Starcher, J., concurring, in part, and dissenting, in part: I agree with the majority's
decision in the instant case to reverse the circuit court's dismissal order,
and to remand the case for further proceedings.
I disagree, however, with
the majority opinion's discussion of the law. The majority holds that if there
is an express understanding between an employee and an employer
regarding the payment or nonpayment of unused fringe benefits, that understanding
is essentially an enforceable contract between the parties.
In the instant case, the plaintiff
police officers allege they are entitled to be paid for unused sick leave
when they terminate their employment -- but the defendant city alleges it
has an unwritten policy that officers are never paid for unused sick leave.
The majority opinion concludes that this unwritten policy would be sufficient
to defeat the claim asserted by the Officers, if the record clearly
illustrated that the Officers were aware of the policy.
This conclusion is directly
contrary to the Wage Payment and Collection Act, because the Act plainly says
employer policies regarding pay must be written. The Act specifically says
that an employer's sick leave policy must be in writing, so as
to spare workers from trying to hit an ever-moving target. Robertson v.
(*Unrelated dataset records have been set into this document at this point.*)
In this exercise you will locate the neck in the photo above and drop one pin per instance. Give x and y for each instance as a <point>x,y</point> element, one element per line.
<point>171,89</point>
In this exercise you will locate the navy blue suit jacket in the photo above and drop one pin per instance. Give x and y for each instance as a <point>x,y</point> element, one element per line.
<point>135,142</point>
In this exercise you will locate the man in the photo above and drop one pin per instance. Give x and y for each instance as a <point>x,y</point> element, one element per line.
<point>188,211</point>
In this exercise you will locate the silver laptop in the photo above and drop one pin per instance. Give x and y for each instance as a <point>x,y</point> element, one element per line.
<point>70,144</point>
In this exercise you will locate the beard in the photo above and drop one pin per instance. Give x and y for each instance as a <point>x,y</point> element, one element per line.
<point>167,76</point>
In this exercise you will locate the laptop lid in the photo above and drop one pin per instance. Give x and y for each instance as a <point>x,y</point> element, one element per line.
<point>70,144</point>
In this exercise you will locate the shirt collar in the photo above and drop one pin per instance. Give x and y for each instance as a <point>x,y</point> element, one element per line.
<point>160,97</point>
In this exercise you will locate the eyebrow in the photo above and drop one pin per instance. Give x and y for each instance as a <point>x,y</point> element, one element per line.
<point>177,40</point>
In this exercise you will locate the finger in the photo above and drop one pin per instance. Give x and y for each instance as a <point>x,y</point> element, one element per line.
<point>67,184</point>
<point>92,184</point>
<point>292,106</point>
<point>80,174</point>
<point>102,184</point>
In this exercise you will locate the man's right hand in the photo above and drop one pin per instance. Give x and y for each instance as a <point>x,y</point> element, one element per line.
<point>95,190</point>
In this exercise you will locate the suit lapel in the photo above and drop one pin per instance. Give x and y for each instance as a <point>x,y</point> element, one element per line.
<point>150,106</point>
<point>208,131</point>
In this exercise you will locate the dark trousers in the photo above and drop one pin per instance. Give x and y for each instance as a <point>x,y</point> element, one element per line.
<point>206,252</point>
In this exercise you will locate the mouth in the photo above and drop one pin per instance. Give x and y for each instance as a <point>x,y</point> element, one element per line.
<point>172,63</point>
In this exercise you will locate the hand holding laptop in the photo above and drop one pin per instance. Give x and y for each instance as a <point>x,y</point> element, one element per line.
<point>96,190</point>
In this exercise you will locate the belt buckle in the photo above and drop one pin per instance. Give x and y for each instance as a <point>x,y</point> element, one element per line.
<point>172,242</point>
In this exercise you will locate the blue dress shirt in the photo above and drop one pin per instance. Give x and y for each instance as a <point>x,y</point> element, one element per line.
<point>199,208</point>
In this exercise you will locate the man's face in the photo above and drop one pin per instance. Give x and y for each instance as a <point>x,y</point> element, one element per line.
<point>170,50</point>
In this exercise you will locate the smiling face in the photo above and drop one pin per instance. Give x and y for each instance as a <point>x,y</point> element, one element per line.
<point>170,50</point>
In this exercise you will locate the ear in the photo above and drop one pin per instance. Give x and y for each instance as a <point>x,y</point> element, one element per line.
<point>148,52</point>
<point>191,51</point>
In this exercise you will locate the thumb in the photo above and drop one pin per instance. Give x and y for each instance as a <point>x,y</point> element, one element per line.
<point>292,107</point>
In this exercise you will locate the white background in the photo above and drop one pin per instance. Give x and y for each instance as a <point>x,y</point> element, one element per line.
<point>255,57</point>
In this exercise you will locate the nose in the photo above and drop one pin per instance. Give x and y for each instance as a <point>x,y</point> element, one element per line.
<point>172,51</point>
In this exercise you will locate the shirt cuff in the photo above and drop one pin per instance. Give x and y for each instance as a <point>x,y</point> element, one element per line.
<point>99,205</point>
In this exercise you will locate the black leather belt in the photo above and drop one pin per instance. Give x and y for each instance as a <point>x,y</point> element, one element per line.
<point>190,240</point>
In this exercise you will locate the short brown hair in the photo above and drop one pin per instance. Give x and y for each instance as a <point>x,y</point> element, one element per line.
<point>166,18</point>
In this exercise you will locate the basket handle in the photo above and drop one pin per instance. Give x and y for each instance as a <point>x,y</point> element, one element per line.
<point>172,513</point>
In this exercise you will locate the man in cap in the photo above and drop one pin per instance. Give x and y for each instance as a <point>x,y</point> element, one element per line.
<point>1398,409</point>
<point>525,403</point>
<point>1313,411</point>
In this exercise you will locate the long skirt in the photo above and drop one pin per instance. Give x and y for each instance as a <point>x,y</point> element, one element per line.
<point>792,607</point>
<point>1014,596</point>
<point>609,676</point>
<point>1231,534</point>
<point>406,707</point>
Opequon Motors, Inc., 205 W.Va. 560, 566, 519 S.E.2d 843, 849 (1999) (per
curiam). W.Va. Code, 21-5-9 [1975] states that:
Every person, firm and corporation
shall: . . .
(3) Make available to his
employees in writing or through a posted notice maintained in a place accessible
to his employees, employment practices and policies with regard to vacation
pay, sick leave, and comparable matters.
It is undisputed in this case
that the City of Princeton's policy regarding sick leave -- that it never
paid sick leave to an employee whose job terminated -- was unwritten. That
means the policy was in violation of law, and should be unenforceable. Yet
the majority suggests that because many police officers knew about the unwritten
policy through word of mouth, this breach of the law is excusable.
If we do not hold that the
sanction for failing to put an employment policy in writing is that the policy
will be unenforceable, then what sanction will an employer face for not complying
with the law? The majority opinion does not answer this pressing question,
which is plainly raised by the record.
I reiterate my belief, as
I stated in my separate opinion in Ingram v. City of Princeton, 208
W.Va. 352, ___, 540 S.E.2d 569, 575 (2000) (Starcher, J., concurring in part
and dissenting in part), that when the City of Princeton chose to redefine
wages in its unwritten policy to exclude sick leave from fringe
benefits payable to the employee upon termination of their employment, it refused to pay its police officers a
fringe benefit for which they worked and that they earned. This refusal to
pay the officers the wages they earned through the use of an unwritten policy
plainly violates the Act.
I therefore concur with the
majority's opinion reversing the circuit court's dismissal order, but I respectfully
dissent to the majority's discussion of the law. I am authorized to state
that Justice McGraw joins in this separate opinion.